Established in 1991, the Global Environment Facility (GEF) unites over 180 countries - in partnership with international institutions, civil society organizations, and the private sector - in an effort to address global environmental issues. The largest provider of funds for environmental initiatives, the GEF extends grants to developing countries and countries with economies in transition for projects related to biodiversity, climate change, chemicals and waste, international waters, land degradation, and ozone-layer depletion.
UNIDO’s cooperation with the GEF dates back to the 1990s when the Organization acted as an Executing Agency of GEF projects implemented by the original GEF Agencies - the United Nations Development Programme (UNDP), the United Nations Environment Programme (UNEP) and the World Bank - and related to climate change, chemicals, and international waters.

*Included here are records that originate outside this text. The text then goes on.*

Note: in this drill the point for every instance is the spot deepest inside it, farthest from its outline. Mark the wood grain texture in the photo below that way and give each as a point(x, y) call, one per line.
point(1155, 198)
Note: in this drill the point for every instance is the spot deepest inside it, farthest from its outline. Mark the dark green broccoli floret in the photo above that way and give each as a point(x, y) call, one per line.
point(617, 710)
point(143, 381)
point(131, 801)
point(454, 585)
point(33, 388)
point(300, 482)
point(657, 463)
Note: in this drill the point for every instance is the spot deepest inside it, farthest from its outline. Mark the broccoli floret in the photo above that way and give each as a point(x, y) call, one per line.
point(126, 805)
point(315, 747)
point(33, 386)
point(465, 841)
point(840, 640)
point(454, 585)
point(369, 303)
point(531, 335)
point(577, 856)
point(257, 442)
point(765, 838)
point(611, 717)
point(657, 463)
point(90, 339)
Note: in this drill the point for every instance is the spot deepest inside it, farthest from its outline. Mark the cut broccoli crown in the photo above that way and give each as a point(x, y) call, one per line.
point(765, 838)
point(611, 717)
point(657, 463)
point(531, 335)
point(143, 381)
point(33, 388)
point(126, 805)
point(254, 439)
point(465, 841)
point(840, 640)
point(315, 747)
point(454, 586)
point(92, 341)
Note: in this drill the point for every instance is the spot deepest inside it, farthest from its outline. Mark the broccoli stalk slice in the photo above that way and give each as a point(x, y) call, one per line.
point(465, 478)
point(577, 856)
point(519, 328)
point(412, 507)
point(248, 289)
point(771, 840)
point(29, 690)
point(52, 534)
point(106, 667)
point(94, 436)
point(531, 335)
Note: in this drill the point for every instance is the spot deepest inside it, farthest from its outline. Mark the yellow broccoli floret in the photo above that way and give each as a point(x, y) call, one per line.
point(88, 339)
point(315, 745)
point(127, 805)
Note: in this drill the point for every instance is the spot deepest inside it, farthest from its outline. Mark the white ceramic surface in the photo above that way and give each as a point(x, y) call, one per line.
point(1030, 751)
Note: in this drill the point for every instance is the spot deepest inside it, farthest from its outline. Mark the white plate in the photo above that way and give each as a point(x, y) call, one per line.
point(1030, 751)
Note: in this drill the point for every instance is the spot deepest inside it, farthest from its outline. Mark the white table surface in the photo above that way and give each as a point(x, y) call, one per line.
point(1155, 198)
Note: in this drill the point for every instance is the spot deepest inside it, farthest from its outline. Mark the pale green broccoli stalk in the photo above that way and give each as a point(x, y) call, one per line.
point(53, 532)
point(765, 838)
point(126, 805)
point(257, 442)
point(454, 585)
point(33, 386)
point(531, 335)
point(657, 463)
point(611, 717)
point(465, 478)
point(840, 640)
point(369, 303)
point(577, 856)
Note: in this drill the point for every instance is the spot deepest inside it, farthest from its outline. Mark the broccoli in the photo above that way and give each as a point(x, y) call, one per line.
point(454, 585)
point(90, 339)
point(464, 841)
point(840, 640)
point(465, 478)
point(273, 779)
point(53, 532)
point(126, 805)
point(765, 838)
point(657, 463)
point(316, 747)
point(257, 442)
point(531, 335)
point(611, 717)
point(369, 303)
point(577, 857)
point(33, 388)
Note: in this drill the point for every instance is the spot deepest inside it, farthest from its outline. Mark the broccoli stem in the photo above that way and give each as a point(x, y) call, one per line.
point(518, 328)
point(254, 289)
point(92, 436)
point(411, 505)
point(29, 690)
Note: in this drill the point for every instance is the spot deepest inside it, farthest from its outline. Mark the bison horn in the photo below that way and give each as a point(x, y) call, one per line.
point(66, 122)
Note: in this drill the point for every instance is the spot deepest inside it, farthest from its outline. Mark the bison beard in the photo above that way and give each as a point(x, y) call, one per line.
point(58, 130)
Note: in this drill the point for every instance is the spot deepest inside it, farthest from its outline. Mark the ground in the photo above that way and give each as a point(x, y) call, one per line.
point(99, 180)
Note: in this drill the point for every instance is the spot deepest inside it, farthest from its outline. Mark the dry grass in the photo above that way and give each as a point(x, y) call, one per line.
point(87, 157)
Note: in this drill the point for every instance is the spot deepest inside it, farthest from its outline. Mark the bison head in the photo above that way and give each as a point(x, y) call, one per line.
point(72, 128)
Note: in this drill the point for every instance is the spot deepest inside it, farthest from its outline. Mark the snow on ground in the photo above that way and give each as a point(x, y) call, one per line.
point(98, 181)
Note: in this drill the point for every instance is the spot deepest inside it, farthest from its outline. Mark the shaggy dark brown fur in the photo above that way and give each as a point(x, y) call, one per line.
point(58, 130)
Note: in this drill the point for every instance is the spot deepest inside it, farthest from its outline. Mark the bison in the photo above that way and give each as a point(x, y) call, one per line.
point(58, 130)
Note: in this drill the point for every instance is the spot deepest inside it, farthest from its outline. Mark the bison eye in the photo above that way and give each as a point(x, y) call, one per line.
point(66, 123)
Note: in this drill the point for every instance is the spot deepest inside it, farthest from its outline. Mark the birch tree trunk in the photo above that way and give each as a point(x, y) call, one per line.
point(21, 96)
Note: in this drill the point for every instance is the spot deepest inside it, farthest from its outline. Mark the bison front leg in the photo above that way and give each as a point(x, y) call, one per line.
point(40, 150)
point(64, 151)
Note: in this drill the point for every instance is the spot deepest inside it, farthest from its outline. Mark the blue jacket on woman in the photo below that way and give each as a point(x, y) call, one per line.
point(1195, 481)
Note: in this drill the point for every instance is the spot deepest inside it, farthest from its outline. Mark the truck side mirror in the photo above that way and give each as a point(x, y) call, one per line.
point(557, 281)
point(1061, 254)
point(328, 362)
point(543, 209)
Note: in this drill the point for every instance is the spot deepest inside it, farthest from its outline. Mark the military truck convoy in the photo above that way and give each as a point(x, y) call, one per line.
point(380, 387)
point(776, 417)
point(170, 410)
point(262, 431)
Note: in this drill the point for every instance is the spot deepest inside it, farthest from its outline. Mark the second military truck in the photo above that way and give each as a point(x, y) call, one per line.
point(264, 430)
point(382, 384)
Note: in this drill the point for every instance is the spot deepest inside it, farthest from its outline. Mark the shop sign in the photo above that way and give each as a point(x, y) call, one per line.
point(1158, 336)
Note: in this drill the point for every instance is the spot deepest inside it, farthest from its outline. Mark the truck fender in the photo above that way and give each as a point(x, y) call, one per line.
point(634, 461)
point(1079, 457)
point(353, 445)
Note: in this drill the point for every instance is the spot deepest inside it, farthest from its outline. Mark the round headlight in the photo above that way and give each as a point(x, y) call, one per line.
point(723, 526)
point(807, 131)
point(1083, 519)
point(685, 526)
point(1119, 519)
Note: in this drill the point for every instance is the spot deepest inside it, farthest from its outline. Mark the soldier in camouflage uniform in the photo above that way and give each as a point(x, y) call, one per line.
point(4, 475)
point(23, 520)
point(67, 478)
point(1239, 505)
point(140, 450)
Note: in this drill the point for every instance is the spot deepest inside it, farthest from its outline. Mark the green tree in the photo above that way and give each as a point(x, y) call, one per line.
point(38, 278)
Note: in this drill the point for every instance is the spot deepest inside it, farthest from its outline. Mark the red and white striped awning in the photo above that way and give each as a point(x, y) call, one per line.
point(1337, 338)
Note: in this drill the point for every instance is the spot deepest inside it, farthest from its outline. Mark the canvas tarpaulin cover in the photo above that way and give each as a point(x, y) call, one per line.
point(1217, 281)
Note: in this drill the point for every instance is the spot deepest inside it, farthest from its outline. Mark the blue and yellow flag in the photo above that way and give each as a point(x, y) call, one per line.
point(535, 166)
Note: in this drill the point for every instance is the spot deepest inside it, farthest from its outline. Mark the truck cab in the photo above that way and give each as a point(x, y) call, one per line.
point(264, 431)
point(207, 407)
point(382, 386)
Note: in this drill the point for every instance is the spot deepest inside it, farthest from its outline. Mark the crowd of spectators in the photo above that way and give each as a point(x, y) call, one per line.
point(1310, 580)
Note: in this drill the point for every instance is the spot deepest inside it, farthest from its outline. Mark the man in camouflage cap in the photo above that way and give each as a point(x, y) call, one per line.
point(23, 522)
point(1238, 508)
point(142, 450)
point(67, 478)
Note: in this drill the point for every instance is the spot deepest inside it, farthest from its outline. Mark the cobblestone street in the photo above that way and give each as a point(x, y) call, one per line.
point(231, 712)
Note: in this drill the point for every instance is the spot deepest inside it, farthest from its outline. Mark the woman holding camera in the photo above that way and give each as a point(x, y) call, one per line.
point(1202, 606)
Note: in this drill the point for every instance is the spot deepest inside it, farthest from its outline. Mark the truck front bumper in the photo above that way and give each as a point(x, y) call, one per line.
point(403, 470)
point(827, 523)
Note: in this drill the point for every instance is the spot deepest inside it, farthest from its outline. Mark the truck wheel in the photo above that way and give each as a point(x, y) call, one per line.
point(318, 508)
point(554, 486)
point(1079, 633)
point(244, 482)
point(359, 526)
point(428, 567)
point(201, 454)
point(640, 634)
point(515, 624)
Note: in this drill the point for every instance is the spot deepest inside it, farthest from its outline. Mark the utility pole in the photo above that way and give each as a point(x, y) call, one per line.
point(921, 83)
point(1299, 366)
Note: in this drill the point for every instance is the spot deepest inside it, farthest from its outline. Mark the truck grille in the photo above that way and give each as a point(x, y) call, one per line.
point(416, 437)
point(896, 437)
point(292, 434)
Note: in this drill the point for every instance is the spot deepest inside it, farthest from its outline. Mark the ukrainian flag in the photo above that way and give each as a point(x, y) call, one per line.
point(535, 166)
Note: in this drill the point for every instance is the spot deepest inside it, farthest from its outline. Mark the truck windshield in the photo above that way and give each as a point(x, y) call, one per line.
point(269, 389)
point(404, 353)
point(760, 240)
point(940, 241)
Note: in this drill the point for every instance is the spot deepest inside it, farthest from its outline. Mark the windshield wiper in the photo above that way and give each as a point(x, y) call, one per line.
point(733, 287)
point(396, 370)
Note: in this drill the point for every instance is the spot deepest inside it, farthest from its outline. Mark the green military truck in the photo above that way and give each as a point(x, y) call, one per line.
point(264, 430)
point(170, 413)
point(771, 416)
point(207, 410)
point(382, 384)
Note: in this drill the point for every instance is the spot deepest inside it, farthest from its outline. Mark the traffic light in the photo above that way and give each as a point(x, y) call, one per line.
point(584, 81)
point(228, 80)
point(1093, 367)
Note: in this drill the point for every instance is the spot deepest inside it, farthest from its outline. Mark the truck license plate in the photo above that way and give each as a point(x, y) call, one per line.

In 2000, the GEF Council granted UNIDO direct access to its resources for the preparation and implementation of projects related to persistent organic pollutants (POPs). As a result, UNIDO developed a strong project portfolio covering a wide range of activities, including national implementation plans, assessment capacity-building, and best available technologies/best environmental practices programmes to reduce or eliminate POPs emissions and wastes.
In 2006, the GEF Council acknowledged UNIDO’s comparative advantage in its capability to link issues related to energy efficiency, renewable energy, chemicals, international waters and sustainable development within the context of industrial activities, and granted the Organization direct access to GEF Trust Fund resources for projects related to climate change, biodiversity, international waters, and ozone-layer depletion. This decision provided UNIDO with a unique opportunity to enhance the synergies and impact of its GEF project portfolio.
UNIDO will continue its efforts in tackling the underlying drivers of environmental degradation and in helping countries to safeguard their environment, while delivering on the Organization’s core mandate of inclusive and sustainable industrial development.
Natural resource depletion, environmental degradation, climate change, biodiversity loss, international waters pollution and ozone layer depletion continue to threaten the global environment. At the same time, poverty eradication, spreading the benefits of globalization and making it work for the poor, and managing the transition to a sustainable, low-carbon path of development, while achieving universal access to energy, remain challenges that need to be addressed if progress is to be made as part of the post-2015 agenda.